On Monday British pound traded close to four-month lows versus the US dollar, following the stronger than expected employment data from the United States on July 5th.
GBP/USD pair fell to a session low at 1.4858 during early European trade, after which consolidation followed at 1.4877. The cross was down by 0.17% for the day. Support was likely to be received at July 5th low and a four-month low, 1.4856, while resistance was to be encountered at 1.4950.
On July 4th Bank of England’s Monetary Policy Committee put its base interest rate on hold at a record low 0.50% and the targeted level of asset purchases at 375 billion GBP. Also, it became clear that monetary policy was not to be tightened as soon as most investors had expected, because economic indicators were still not convincing enough.

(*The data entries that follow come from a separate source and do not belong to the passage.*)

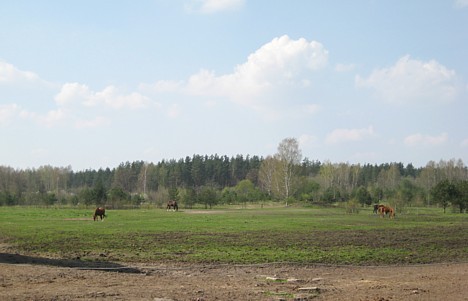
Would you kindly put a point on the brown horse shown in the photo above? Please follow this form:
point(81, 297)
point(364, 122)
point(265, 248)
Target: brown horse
point(376, 208)
point(384, 210)
point(172, 205)
point(101, 212)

In the mean time, demand for the greenback was bolstered after the Bureau of Labor Statistics in the United States reported on July 5th, that US economy managed to add 195 000 new job positions in June, significantly above the expected number of 165 000, while in May another 195 000 jobs were added. US Unemployment rate remained without changes at 7.6% in the month of June.
Pound was lower against the euro as well, with EUR/GBP cross advancing 0.19% to 0.8628 at 8:48 GMT. Later in the trading day Germany was expected to release information, regarding industrial production. Initial estimates pointed drops both on a monthly and annual basis in May.